The “most affected vulnerable sectors,” according to the CHR,  “are women of child-bearing age, children, elderly, indigenous, peoples, farmers, workers, persons with disabilities, and persons with chemical sensitivities.”

“For example, we want the candidates to help the Department of Environment and Natural Resources (DENR) in pushing for the early ratification of the Minamata Convention on Mercury and reduce the adverse health impacts due to exposure to this highly toxic metal,” Lucero said.

The Minamata Convention  provides for controls and reductions across a range of products, processes and industries where mercury is used, released or emitted.  The Philippines signed the mercury treaty in 2013, but has yet to ratify it.

“We want them to proclaim that our country is no dumping ground for wastes and toxics, and that they will see to it that the Basel Ban Amendment will be ratified by the next administration,” she said.

The Basel Ban Amendment is a revision to the Basel Convention, a global environmental treaty, that seeks to prohibit exports of hazardous wastes from developed to developing countries for final disposal, reuse, recycling and recovery.  The Philippines ratified the Basel Convention in 1993, but has not ratified the Basel Ban Amendment.

“Furthermore, we want the candidates to declare their strong support for the ongoing phase-out of lead-containing paints to prevent childhood lead exposure, which can damage the brain and cause irreversible mental impairment,” she said.

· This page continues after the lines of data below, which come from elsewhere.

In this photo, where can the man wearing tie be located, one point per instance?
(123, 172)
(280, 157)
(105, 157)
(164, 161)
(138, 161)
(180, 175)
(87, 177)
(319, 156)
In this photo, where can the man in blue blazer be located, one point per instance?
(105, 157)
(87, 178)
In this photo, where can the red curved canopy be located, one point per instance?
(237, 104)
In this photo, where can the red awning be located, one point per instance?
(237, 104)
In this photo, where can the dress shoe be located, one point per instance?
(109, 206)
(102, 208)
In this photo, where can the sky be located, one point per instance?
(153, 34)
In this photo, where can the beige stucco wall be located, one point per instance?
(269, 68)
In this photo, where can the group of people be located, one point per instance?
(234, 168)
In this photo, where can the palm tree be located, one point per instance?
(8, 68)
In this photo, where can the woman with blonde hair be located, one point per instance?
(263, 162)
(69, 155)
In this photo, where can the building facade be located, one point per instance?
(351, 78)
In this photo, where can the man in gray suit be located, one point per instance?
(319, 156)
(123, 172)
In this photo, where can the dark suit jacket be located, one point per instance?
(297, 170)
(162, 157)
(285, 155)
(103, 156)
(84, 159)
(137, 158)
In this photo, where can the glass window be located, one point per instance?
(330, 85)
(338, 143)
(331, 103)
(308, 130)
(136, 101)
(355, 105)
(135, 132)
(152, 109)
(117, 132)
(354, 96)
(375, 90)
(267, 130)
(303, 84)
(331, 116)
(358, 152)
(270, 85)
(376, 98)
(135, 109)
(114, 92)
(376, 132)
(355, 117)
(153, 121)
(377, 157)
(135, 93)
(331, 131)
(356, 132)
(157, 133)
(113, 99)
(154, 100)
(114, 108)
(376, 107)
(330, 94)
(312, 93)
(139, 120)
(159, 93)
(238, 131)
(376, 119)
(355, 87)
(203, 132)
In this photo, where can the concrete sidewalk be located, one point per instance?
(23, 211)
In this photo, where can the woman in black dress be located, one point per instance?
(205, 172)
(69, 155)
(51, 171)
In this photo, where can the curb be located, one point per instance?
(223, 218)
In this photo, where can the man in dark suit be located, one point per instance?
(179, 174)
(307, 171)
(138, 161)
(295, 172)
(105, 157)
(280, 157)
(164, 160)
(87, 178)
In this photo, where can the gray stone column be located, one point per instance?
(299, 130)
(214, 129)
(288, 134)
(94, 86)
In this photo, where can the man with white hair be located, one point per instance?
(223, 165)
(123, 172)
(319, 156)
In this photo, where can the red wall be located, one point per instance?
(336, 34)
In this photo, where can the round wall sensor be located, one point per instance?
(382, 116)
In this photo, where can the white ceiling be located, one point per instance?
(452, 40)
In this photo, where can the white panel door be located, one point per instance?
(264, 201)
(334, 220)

“We want them to work for the phase-out of highly hazardous pesticides and the adoption of agro-ecology to promote the health of farmers, farming communities and the ecosystems,” she said.

“We want them to state their stance in favor of holding manufacturers of electronics and other goods responsible for the entire life cycle of their products, including their safe recycling and disposal,” she

“We want them to say that the ban on waste incineration will be enforced and even strengthened to conserve resources and prevent the generation of nasty pollutants that can harm human bodies and pollute the climate,” she said.

Through the chemical safety advisory, the CHR called on national and local authorities "to actively promote zero waste resource management and reject polluting technologies such as incinerators and its variants that burn resources, undermine recycling and recycling jobs, and contaminate communities with health-damaging pollutants.”

According to the CHR, the “15-point human rights agenda on chemical safety, by and large, reflect the paramount importance of applying the principles of precaution, pollution prevention, public participation, polluter pays, sustainable development, environmental justice and other key elements of chemical safety such as green design, toxic use reduction and substitution, ‘no data, no market,’ and freedom of information.”